2) The network admin teams looked at the TCP/IP traffic to determine which end (or intermediate router) is terminating the HTTP / TCP-IP conversation. And once we understand which end is terminating the connection is to look at why. Someone knowledgable enough could run snoop
2) 网络管理团队查看 TCP/IP 流量以确定哪一端(或中间路由器)正在终止 HTTP/TCP-IP 对话。一旦我们了解了哪一端终止了连接,就要看看原因。足够博学的人可以运行窥探
3) Is there a max number of requests configured/restricted on the server - and is that throttling your connections?
3)服务器上是否有最大数量的请求配置/限制 - 这是否限制了您的连接?
4) Are there any intermediate load balancers at which requests could be dropped?
4) 是否有任何中间负载平衡器可以删除请求?
Update:One more thing we wanted to, but did not complete is to create a static route between client and server to reduce the number of hops in between and ensure no network related connection drops. See http://en.wikipedia.org/wiki/Static_routing
更新:我们还想做但没有完成的另一件事是在客户端和服务器之间创建一条静态路由,以减少两者之间的跃点数并确保没有与网络相关的连接丢失。请参阅http://en.wikipedia.org/wiki/Static_routing
5) Another suggestion is setting the ConnectTimeouttoo to see if these work with a higher value. Update:You might want to try conn.getErrorStream()
5) 另一个建议是也设置ConnectTimeout以查看它们是否具有更高的值。 更新:您可能想尝试conn.getErrorStream()
Returns the error stream if the connection failed but the server sent useful data nonetheless. If the connection was not connected, or if the server did not have an error while connecting or if the server had an error but no error data was sent, this method will return null.
如果连接失败但服务器仍然发送了有用的数据,则返回错误流。如果连接未连接,或者服务器在连接时没有错误,或者如果服务器有错误但没有发送错误数据,则此方法将返回 null。
6) Could also try taking a set of thread dumps on the server 5 seconds apart, to see if any thread shows these incoming requests on the server.
6) 还可以尝试在服务器上间隔 5 秒进行一组线程转储,以查看是否有任何线程在服务器上显示这些传入请求。
Update:As of today we learnt to live with this problem, because we totalled the failure rate to be 200-300 out of 400,000 requests per day which is 0.00075 %
更新:截至今天,我们学会了忍受这个问题,因为我们每天 400,000 个请求中的总失败率为 200-300,即 0.00075 %
回答by Lonzak
We also experience sporadic timeouts when using it on our servers. We are able to fix it with two things:
在我们的服务器上使用它时,我们也会遇到偶发超时。

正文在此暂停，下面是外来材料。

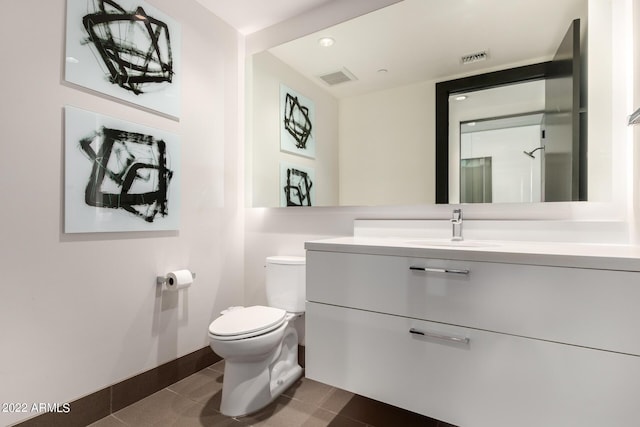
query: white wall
[0,0,244,425]
[245,0,640,310]
[339,82,436,206]
[247,51,338,207]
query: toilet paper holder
[156,271,196,285]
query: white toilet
[209,256,306,417]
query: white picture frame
[65,0,182,118]
[64,106,180,233]
[280,84,316,159]
[280,162,316,207]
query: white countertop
[305,237,640,272]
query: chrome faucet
[451,209,463,241]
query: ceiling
[197,0,333,35]
[197,0,587,98]
[269,0,587,98]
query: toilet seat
[209,305,287,341]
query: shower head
[523,145,544,159]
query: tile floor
[91,361,453,427]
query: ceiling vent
[461,50,489,64]
[319,68,358,86]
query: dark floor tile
[167,369,223,407]
[207,359,224,374]
[113,389,196,426]
[282,377,333,406]
[240,396,365,427]
[111,347,221,411]
[323,389,439,427]
[88,415,126,427]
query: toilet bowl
[209,257,305,417]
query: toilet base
[220,327,302,417]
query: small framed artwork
[280,163,315,206]
[280,84,316,159]
[64,106,180,233]
[65,0,181,118]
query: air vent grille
[319,68,358,86]
[461,50,489,64]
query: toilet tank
[265,256,306,313]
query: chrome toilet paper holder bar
[156,271,196,285]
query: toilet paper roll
[165,270,193,291]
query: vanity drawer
[307,251,640,355]
[305,303,640,427]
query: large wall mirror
[246,0,614,207]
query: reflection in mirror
[247,0,612,207]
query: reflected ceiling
[270,0,585,98]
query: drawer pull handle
[409,266,469,274]
[409,328,470,344]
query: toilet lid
[209,305,287,338]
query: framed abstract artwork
[280,162,315,206]
[65,0,181,118]
[64,106,180,233]
[280,84,316,159]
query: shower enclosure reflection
[460,113,544,203]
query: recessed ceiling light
[318,37,336,47]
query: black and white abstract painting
[280,84,316,158]
[65,106,180,233]
[280,162,316,206]
[65,0,181,118]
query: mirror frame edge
[436,61,551,204]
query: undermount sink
[406,239,497,248]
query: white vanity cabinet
[306,243,640,427]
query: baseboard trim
[14,346,222,427]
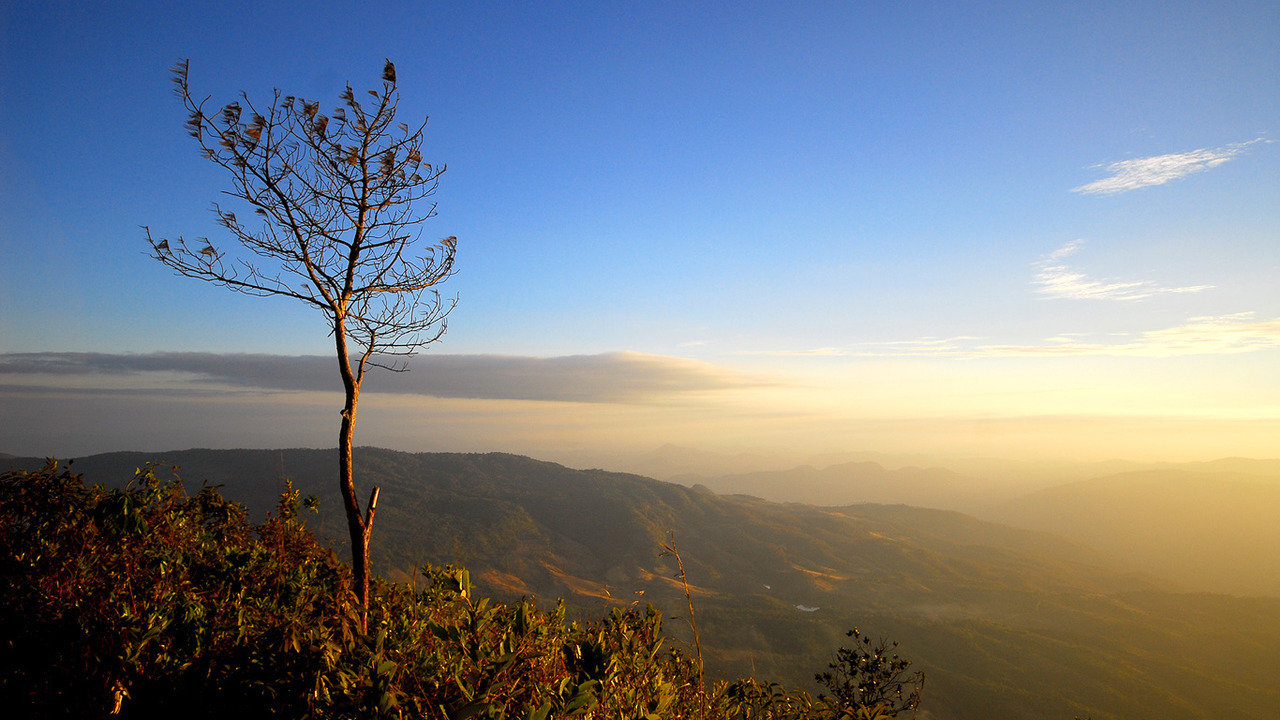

我们可以通过两件事来修复它:
- Use specific ContentLength via
setFixedLengthStreamingMode
(brought down the error rate from ~150 to 10) - Retry if a timeout occurs (Error rate from 10 to 0. After max. one retry everything went through)
- 使用特定的 ContentLength via
setFixedLengthStreamingMode
(将错误率从 ~150 降低到 10) - 如果发生超时,请重试(错误率从 10 到 0。最多一次重试后,一切都通过了)
pseudo code:
伪代码:
//set timeouts to 6s
try{
//open connection here and write etc.
//use a timeout of 6s (since retry is in place)
}
catch (java.io.InterruptedIOException e) {
//read- or connection time out try again
}
Another theory why this is happening could be the following:
发生这种情况的另一个理论可能如下:
In the documentation of the HttpURLConnection/HttpsURLConnection one can read the following:
在 HttpURLConnection/HttpsURLConnection 的文档中,可以阅读以下内容:
Each HttpURLConnection instance is used to make a single request but the underlying network connection to the HTTP server may be transparently shared by other instances.
每个 HttpURLConnection 实例用于发出单个请求,但与 HTTP 服务器的底层网络连接可能由其他实例透明地共享。
So now calling close()
only would be ok but also calling disconnect()
would terminate the socket for the other users / transparently shared connections which would then run into a SocketTimeOut after the timeout period is reached.
所以现在close()
只调用就可以了,但调用disconnect()
也会终止其他用户的套接字/透明共享的连接,然后在达到超时期限后会遇到 SocketTimeOut。